Si diceva in giro che l’amministrazione comunale volesse sanare l’immonda discarica e contestualmente ampliare il cimitero con due nuovi lotti. A quel punto c’era solo da aspettare l’ufficializzazione della notizia che si vendevano concessioni per nuovi loculi. Innocenza frequentava il cimitero con la speranza di vedere affisso l’atto comunale negli appositi spazi.

2 novembre 2008 - cimitero comunale di Bari

Le genti si andavano aggruppando intorno alle tombe dei loro cari e parlottavano di svariate cose.
C’era un donna che appendeva la sua borsetta su un ramo di cipresso e si lamentava di uno che se n’era andato senza salutare due giorni prima.
Un uomo con una giacca a vento rossa e un mazzetto di semprevivi dai gambi avvolti nella stagnola, il reflusso gastrico che ne scolpiva i lineamenti, il quale infatti sorrideva, raccontando di quanto avesse mangiato pesante la sera prima.
Innocenza Lacitignola, una signora sulla sessantina dagli occhi nero carbone, capelli grigi dalle colorazioni ruggine, capelli a tinte fosche, a far visita ai suoi morti è riuscita a trascinarsi, per la prima volta, la sua figliola trentenne Vincenza, capelli di un castano slavato e insolentiti dall’alopecia, parimenti slavati gli occhi, slabbrati gli angoli della bocca.
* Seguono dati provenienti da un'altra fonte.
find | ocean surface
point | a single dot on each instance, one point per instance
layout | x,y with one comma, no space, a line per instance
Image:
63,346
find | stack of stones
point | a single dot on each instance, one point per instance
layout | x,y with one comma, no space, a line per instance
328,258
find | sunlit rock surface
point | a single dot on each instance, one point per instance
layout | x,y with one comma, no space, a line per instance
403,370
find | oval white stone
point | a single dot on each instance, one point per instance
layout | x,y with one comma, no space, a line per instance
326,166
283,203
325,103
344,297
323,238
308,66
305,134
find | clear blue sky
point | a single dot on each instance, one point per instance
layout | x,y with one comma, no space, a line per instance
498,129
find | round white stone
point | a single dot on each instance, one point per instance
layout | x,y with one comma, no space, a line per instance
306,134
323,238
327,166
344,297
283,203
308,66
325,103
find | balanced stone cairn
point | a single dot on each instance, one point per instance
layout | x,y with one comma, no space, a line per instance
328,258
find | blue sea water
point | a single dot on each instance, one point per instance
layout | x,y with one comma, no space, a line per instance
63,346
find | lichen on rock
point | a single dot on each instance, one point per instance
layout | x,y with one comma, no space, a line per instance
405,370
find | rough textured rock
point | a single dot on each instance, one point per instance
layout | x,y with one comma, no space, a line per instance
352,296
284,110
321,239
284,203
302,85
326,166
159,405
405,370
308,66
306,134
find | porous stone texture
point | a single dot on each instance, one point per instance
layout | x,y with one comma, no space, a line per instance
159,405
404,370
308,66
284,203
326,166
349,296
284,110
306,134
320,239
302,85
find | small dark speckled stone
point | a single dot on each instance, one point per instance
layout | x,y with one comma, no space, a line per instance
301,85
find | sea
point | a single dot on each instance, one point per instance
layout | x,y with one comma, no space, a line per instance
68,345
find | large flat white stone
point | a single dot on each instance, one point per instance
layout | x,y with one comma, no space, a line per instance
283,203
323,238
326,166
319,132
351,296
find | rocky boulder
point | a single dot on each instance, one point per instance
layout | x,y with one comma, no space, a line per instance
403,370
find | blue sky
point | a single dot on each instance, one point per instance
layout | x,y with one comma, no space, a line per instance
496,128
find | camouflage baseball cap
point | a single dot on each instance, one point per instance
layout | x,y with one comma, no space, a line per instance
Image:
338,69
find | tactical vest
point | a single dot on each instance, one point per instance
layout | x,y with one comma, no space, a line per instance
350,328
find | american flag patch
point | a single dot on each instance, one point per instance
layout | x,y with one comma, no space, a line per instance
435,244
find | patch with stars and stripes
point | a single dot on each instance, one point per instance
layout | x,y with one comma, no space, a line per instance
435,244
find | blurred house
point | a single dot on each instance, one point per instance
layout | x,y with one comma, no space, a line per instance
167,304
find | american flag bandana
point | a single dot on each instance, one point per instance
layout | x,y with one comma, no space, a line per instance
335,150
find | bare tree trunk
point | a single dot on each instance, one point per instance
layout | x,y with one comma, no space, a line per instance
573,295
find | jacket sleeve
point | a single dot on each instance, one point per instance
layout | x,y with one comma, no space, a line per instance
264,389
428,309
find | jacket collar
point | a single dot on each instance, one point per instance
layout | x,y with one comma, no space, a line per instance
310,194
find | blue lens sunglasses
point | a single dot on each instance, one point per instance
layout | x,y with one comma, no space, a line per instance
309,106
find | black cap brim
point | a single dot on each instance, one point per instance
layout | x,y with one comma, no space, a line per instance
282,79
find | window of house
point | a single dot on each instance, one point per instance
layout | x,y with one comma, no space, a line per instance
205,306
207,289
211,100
Davanti alla tomba Innocenza snocciola preghiere e chiosa: “La vedite a chesse? … (fa una pausa stupendamente teatrale per indicare la donna più giovane al suo fianco) …Ce tene ‘ne brutte destine, chiamataville!”.

Traduzione:

Vedete questa figlia mia? …Valutate: se ha un brutto destino, chiamatela a voi”.